Thompson's options in the company were vested on an accelerated basis so he could cash them in before he joined the Justice Department.

According to Providian's March 2001 proxy statement, Thompson held 89,651 shares, including unexercised options, on March 12, 2001. On the day he took office, May 10, that stock had a market value of more than $4.7 million.

Corallo did not disclose how much Thompson profited from the sale or how many shares he sold. Thompson received an extension to file his latest financial disclosure statement, in which he is required to report income during 2001, a Justice Department spokesman said. Executive-branch personnel are required to release income and asset information by June 15 unless they request an extension.

Insider trading has become an issue in shareholder and employee lawsuits against Providian.

In July 2001 — after Thompson left the board — former Providian chief executive Shailesh J. Mehta sold 75,000 shares for $3.7 million. David R. Alvarez, former president of Providian's integrated-card unit, exercised his stock options in the summer and fall of 2001 and realized a $12.2 million profit. Several other officers and directors sold stock that summer, as well.

Providian's stock price began to plunge — it hit a 52-week high of $59.85 in July — after a Sept. 4, 2001, announcement that Providian's third-quarter earnings would be lower than expected. The stock hit a low of $2 a share in November and closed yesterday at $4.65.

Thompson, a former U.S. attorney in Georgia and partner at the Atlanta law firm King & Spalding, was not questioned about his role at Providian during his confirmation hearing.

Thompson was "very conscientious and diligent," according to David Grissom, a current director who worked with Thompson on the board for four years.

Providian is the only company for which Thompson was a director, according to the financial disclosure statement filed during his confirmation proceedings. He was invited to join the board after another King & Spalding partner retired as director and recommended him for the position, the Justice Department said.

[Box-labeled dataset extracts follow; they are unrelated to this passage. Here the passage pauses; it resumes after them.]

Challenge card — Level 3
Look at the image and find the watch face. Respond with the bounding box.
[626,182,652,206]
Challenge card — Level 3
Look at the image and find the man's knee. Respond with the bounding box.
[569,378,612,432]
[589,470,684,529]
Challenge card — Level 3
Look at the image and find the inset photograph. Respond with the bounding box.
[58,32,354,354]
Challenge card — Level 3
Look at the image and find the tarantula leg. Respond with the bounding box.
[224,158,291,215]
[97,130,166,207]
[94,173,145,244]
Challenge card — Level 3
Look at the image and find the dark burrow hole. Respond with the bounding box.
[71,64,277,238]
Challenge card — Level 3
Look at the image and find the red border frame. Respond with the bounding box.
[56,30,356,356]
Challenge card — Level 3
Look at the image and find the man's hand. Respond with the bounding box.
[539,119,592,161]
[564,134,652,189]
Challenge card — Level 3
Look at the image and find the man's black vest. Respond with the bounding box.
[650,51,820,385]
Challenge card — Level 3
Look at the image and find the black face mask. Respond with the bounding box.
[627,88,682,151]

San Francisco-based Providian's growth relied on pursuing customers with poor credit histories, who typically have difficulty obtaining credit. State and federal complaints alleged that Providian denied its cardholders a customary grace period for loan payments and misled them into accepting higher interest rates and hidden charges.

Providian agreed to a $300 million settlement in June 2000 with the Office of the Comptroller of the Currency, a federal banking regulator, and the San Francisco district attorney's office after being accused of misleading marketing practices.

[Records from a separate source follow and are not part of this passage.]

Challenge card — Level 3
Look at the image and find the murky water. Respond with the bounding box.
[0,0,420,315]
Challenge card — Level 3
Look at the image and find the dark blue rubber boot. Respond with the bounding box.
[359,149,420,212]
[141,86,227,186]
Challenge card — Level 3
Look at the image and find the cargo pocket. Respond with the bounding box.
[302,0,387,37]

The settlement is "by far" the largest ever reached by the bank regulator, a spokesman for the comptroller's office said.

The company, which has more than 15 million customer accounts and $18.7 billion in assets, settled separately with the Connecticut attorney general and agreed to pay its legal costs and provide full restitution to Connecticut customers.

Six months after the comptroller settlement, the company paid $105 million to settle the same allegation in a class-action suit filed on behalf of its customers.

In March of this year, Providian paid $38 million to settle a class-action lawsuit brought by shareholders in 1999 alleging that the company's unfair marketing strategies resulted in inflated financial results that belied the true health of the company. A number of lawsuits were filed against Providian late last year after it posted disappointing third-quarter earnings.

In addition to the consumer-related legal actions, Providian officers and directors, including Thompson, are defendants in a class-action lawsuit brought by more than 10,000 Providian employees who allege that while directors and executives employed obfuscatory accounting practices and sold their own company stock holdings, they continued to recommend large holdings of company stock in 401(k) retirement plans.

A lawyer for the plaintiffs, Lynn Lincoln Sarko of Keller Rohrback in Seattle, said the case is in an early stage and that Thompson was named as a defendant because of his fiduciary responsibility as a director when the practices were occurring.

Thompson and others could be dropped as defendants if the plaintiffs find that they were not responsible for losses by employee retirement funds, Sarko said.